11. The computer-implemented method of claim 9 and further comprising:

receiving user interaction to trigger client side activities for corresponding components of the business process; and

in response to the trigger, executing the activities performed on the client, based on the client side language representation of the activities, skipping the server side activities.

12. A computer system, comprising:

a unified generator component that receives a model of a user-customized process and generates a unified process definition, based on the model, in executable code, the unified process definition representing both client side operations and server side operations; and

a computer processor that is a functional part of the system and is activated by the unified generator component to facilitate generating the unified process definition.

13. The computer system of claim 12 wherein the user-customized process comprises a business process and wherein the model comprises model components that correspond to different portions of the business process.

14. The computer system of claim 13 and further comprising:

a mapping store that stores mappings between the model components and business activities performed by corresponding portions of the business process, the unified generator component accessing the mappings to identify activities represented in the unified process definition.

15. The computer system of claim 14 wherein the unified process definition comprises an extensible application markup language (XAML) representation that represents the client side operations as no-ops.

16. The computer system of claim 14 and further comprising:

a client script generator component that generates, from the unified process definition, a client script to perform the client side operations represented in the unified process definition, the client script excluding the server side operations.

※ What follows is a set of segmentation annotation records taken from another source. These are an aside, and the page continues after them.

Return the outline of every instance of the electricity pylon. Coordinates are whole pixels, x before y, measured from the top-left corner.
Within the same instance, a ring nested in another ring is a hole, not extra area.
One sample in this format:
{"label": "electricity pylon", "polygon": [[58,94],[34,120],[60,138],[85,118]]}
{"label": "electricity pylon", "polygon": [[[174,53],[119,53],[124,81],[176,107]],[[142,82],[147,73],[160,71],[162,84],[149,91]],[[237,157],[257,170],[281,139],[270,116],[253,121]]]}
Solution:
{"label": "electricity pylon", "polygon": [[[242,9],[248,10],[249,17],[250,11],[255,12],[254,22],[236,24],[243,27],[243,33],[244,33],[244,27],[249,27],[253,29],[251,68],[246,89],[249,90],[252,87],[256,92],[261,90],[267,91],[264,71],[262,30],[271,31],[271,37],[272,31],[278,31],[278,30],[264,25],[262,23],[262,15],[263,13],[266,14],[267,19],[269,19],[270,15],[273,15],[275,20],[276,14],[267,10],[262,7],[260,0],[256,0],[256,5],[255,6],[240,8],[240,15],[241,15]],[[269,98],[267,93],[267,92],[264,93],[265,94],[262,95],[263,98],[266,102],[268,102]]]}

17. A computer readable storage medium that stores computer executable instructions which, when executed by a computer, cause the computer to perform a method, comprising:

receiving a model of a process including user customizations, the model including process components that model corresponding portions of the process;

accessing a set of mappings between the process components in the model and activities to identify a set of activities performed for the corresponding portions of the process;

generating a unified representation of the model in executable code, based on the mappings, the unified representation representing both client side operations and server side operations, the executable code, when executed on a server, defining the client side operations as no-operations; and

storing the unified representation for runtime access.

18. The computer readable storage medium of claim 17 wherein the process comprises a business process and further comprising:

generating a client script representation of the business process from the unified representation, the client script representation skipping the server side operations.

19. The computer readable storage medium of claim 18 wherein generating a unified representation comprises:

generating an extensible application markup language (XAML) representation as the executable code to run the server side operations and as a persistence mechanism that is used to generate the client script representation.

20. The computer readable storage medium of claim 19 and further comprising:

receiving user inputs at a business logic editor to generate the model of the business process including the user customizations to the business process.